Over de erfelijkheid valt niets te zeggen, volgens de heer Zwart. Hij denkt dat het niet van betekenis is voor de kikkerstand. In de natuur zullen deze kikkertjes doodgaan nog voor ze tot voortplanting komen.
Naschrift van de redactie
Meetnet amfibieen RAVON
Zoals Jelle reeds beschreef zijn 'softenon'-achtige vergroeiingen van de ledematen van kikkers een bekend fenomeen, waar al veel onderzoek aan is gedaan. Het meest recente onderzoek toont aan dat een groot deel van deze gevallen te verklaren is doorat de kikkervisjes geinfecteerd zijn met een trematode platworm Ribeiroia ondatrae.
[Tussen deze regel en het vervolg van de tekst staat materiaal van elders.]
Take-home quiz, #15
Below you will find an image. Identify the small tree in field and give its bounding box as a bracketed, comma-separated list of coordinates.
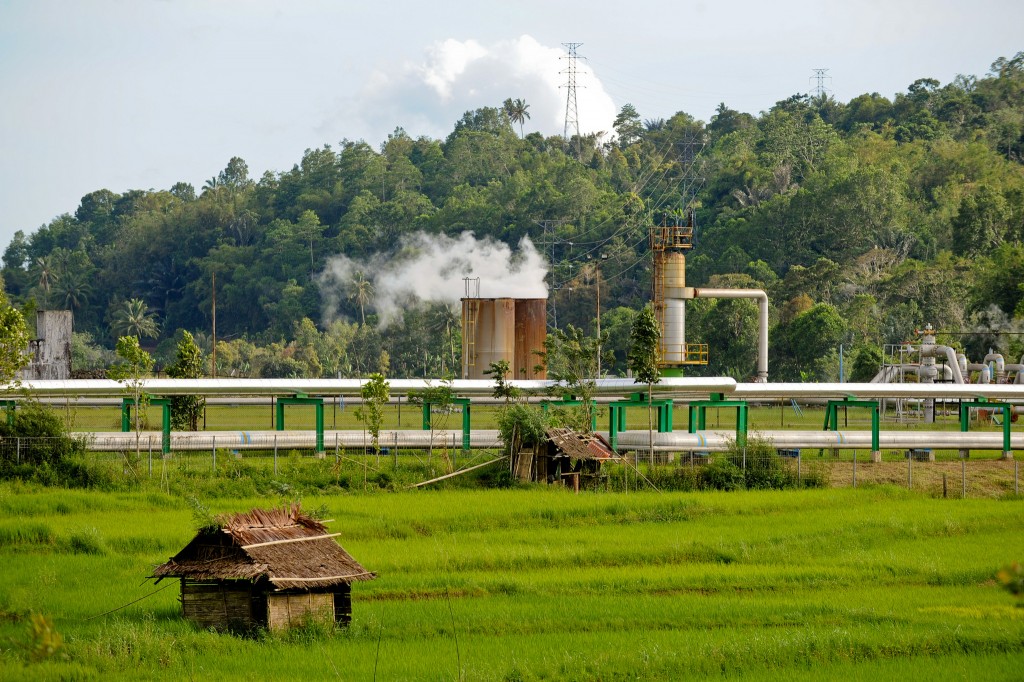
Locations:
[629, 305, 662, 464]
[109, 336, 153, 466]
[541, 325, 607, 433]
[167, 331, 206, 431]
[355, 374, 391, 459]
[0, 283, 29, 393]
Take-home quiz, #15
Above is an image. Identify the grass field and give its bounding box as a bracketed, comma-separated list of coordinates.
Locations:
[0, 484, 1024, 680]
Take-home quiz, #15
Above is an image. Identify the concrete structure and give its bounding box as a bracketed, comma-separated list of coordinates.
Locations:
[18, 310, 72, 381]
[462, 298, 548, 380]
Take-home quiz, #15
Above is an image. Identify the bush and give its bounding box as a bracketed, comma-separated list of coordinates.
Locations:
[0, 402, 92, 485]
[700, 457, 743, 491]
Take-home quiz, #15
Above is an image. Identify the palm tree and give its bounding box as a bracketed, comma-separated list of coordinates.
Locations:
[36, 256, 56, 295]
[348, 270, 374, 325]
[111, 298, 160, 338]
[56, 270, 92, 312]
[505, 97, 529, 137]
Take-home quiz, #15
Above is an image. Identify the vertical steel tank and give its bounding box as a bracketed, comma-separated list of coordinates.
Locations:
[462, 298, 548, 379]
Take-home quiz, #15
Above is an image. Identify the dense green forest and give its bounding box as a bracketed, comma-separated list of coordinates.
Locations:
[2, 52, 1024, 381]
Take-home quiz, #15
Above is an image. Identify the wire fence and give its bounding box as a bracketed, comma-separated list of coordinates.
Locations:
[0, 438, 1020, 498]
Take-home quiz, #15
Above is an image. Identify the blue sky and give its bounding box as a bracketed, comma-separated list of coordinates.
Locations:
[0, 0, 1024, 249]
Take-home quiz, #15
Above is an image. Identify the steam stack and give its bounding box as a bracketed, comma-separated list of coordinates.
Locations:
[650, 213, 708, 376]
[462, 298, 548, 379]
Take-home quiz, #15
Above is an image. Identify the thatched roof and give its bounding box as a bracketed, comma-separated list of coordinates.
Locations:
[153, 505, 377, 590]
[547, 427, 618, 460]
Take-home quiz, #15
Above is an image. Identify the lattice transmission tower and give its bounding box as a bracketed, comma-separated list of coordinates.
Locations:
[807, 69, 831, 99]
[560, 43, 585, 157]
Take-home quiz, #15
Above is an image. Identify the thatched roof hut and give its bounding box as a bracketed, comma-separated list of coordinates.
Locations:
[153, 505, 377, 630]
[514, 427, 618, 489]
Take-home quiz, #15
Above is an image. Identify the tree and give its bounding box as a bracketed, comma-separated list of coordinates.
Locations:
[355, 374, 391, 459]
[108, 336, 153, 460]
[348, 270, 374, 325]
[629, 305, 662, 464]
[504, 98, 529, 137]
[0, 287, 29, 388]
[167, 331, 206, 431]
[111, 298, 160, 339]
[611, 102, 643, 147]
[542, 325, 607, 433]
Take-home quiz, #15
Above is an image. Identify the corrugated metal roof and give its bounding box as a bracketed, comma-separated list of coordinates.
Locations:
[547, 427, 618, 460]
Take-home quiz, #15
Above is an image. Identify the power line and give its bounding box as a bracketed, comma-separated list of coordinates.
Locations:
[807, 69, 831, 99]
[559, 43, 583, 158]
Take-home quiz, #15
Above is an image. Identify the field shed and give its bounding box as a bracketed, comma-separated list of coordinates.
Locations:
[153, 505, 377, 631]
[534, 427, 618, 489]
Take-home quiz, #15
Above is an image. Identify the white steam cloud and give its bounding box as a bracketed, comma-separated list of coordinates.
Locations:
[317, 232, 548, 326]
[339, 36, 617, 139]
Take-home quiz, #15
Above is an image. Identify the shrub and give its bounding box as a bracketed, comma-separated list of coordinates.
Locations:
[0, 402, 93, 485]
[700, 457, 743, 491]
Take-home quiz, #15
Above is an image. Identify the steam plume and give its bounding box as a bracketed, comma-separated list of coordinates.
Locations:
[317, 232, 548, 326]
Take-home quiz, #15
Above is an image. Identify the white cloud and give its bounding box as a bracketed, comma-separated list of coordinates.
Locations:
[332, 35, 617, 141]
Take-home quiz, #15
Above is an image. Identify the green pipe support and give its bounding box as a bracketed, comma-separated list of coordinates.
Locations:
[423, 398, 473, 451]
[608, 392, 674, 450]
[121, 396, 171, 455]
[821, 397, 882, 461]
[961, 398, 1013, 459]
[0, 400, 17, 426]
[541, 395, 597, 431]
[274, 393, 324, 453]
[687, 393, 748, 445]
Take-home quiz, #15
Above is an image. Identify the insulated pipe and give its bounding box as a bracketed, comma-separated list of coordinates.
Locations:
[733, 382, 1024, 400]
[75, 429, 1024, 452]
[617, 430, 1024, 452]
[693, 288, 768, 384]
[0, 377, 736, 398]
[981, 353, 1007, 384]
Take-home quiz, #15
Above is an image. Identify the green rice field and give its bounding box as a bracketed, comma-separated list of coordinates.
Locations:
[0, 483, 1024, 680]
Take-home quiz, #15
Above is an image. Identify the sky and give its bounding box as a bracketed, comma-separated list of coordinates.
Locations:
[0, 0, 1024, 249]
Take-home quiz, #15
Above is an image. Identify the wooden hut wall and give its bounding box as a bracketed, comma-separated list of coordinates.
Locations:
[181, 579, 260, 630]
[334, 585, 352, 625]
[266, 592, 335, 630]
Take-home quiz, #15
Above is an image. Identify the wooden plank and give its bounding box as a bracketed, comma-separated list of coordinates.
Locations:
[242, 532, 341, 549]
[410, 457, 508, 487]
[270, 570, 374, 583]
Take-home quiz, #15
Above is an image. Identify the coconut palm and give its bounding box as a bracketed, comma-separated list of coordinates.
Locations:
[111, 298, 160, 339]
[508, 97, 529, 137]
[348, 270, 374, 325]
[55, 270, 92, 312]
[36, 256, 56, 296]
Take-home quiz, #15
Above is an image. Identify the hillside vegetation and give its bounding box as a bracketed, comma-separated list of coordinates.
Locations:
[2, 52, 1024, 380]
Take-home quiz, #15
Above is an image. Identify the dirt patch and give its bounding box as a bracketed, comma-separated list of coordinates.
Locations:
[828, 460, 1024, 498]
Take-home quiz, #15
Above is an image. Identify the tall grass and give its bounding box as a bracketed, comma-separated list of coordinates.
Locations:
[0, 484, 1024, 680]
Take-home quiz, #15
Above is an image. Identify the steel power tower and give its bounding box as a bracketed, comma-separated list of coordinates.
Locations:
[561, 43, 583, 157]
[807, 69, 831, 99]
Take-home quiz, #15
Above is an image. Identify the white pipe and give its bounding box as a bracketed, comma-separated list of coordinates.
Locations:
[76, 429, 1024, 452]
[693, 288, 768, 383]
[0, 377, 736, 398]
[731, 383, 1024, 400]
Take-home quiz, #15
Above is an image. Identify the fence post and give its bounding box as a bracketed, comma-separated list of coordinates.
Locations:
[961, 457, 967, 498]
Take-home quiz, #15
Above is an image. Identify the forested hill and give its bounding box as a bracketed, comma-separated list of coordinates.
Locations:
[2, 52, 1024, 380]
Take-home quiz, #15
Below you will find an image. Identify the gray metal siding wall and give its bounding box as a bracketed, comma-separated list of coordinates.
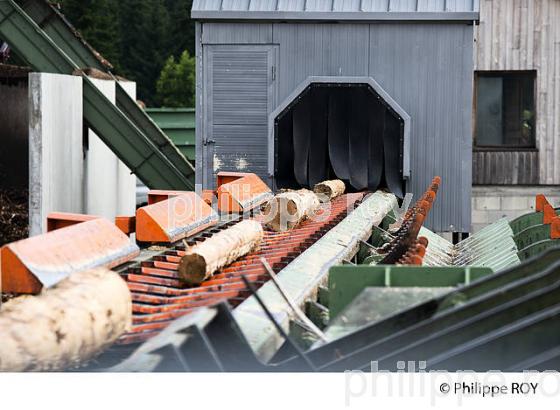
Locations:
[202, 23, 473, 232]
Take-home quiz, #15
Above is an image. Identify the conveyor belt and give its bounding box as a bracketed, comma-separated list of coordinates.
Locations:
[0, 0, 194, 190]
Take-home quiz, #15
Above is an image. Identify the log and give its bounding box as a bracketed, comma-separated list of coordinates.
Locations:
[313, 179, 346, 202]
[263, 189, 320, 232]
[179, 221, 264, 286]
[0, 269, 132, 372]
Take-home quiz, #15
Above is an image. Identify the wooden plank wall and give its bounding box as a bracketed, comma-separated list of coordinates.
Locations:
[475, 0, 560, 185]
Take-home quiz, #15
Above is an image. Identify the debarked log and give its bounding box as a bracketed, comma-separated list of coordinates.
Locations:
[313, 179, 346, 202]
[263, 189, 320, 232]
[0, 269, 132, 372]
[179, 221, 264, 286]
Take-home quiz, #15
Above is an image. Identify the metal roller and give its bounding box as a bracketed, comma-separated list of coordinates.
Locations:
[348, 89, 369, 191]
[293, 96, 311, 186]
[328, 89, 350, 180]
[383, 110, 404, 198]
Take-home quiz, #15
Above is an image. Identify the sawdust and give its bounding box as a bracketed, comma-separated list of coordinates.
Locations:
[0, 189, 29, 246]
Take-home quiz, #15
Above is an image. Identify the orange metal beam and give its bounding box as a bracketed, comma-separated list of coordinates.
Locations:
[47, 212, 100, 232]
[136, 192, 218, 243]
[216, 172, 273, 213]
[1, 219, 140, 294]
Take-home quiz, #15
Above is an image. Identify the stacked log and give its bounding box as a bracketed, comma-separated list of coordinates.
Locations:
[179, 221, 264, 286]
[313, 179, 346, 202]
[263, 189, 320, 232]
[0, 269, 132, 372]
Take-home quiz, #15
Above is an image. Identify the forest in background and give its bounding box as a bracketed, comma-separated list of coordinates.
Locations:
[58, 0, 195, 107]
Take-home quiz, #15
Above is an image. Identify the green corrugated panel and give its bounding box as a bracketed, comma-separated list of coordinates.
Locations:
[0, 0, 194, 190]
[146, 108, 196, 164]
[453, 219, 521, 271]
[509, 208, 560, 235]
[329, 265, 492, 318]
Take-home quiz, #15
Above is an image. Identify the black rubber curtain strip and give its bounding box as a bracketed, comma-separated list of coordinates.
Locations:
[282, 87, 404, 198]
[308, 87, 329, 187]
[328, 89, 350, 180]
[293, 94, 311, 186]
[368, 97, 385, 192]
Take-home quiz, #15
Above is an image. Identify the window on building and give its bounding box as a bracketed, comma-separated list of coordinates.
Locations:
[475, 71, 536, 148]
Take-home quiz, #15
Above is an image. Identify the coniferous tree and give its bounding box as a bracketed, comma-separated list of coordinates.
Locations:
[61, 0, 121, 72]
[60, 0, 195, 106]
[157, 50, 196, 107]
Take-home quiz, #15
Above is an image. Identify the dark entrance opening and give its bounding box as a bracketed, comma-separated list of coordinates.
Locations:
[274, 83, 404, 198]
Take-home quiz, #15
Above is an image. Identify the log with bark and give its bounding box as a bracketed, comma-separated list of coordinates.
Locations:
[313, 179, 346, 202]
[179, 221, 264, 286]
[263, 189, 320, 232]
[0, 269, 132, 372]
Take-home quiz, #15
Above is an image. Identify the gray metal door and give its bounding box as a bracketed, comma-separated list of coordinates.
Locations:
[202, 45, 277, 188]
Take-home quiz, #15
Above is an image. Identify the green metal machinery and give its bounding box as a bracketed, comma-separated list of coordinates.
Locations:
[146, 108, 196, 165]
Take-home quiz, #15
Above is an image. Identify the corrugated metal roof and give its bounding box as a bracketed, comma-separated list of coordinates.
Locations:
[192, 0, 480, 20]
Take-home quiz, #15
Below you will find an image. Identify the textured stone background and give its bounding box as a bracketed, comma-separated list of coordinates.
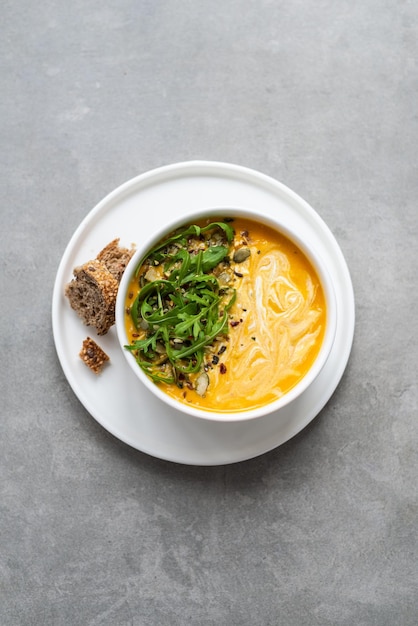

De larven van deze platworm dringen de kikkervisjes binnen in de omgeving van de bekkengordel. Daar vormen ze cysten die de normale ontwikkeling van de achterpoten verstoort. Doordat deze kikkertjes zich slecht kunnen voortbewegen, zullen ze snel ten prooi vallen aan vogels zoals bijvoorbeeld Reigers. In de vogel kan de platworm volwassen worden en zich voortplanten. De larven van de platworm worden via uitwerpselen van de vogel verspreid en zullen via een waterslak als tussengastheer nieuwe kikkervisjes kunnen besmetten.
Oorzaak toename
Waarom een infectie met Ribeiroia tegenwoordig vaker voorkomt dan vroeger blijft nu nog gissen en is voer voor verder onderzoek. Mogelijk dat de vermesting van het oppervlaktewater een rol speelt, waardoor algenbloei toeneemt evenals de slakkenpulatie, de andere tussengastheer. Maar het kan ook zijn dat de kikkervisjes reeds door andere oorzaken verzwakt zijn door bijvoorbeeld toxische stoffen in het milieu, waardoor ze makkelijker door de platworm geinfecteerd kunnen worden.
Of een infectie van Ribeiroia ook de botvergroeiing van de kikkertjes uit Kortezwaag kan verklaren staat niet vast. Waarschijnlijk zijn er meer oorzaken aan te wijzen voor mismaakte ledematen.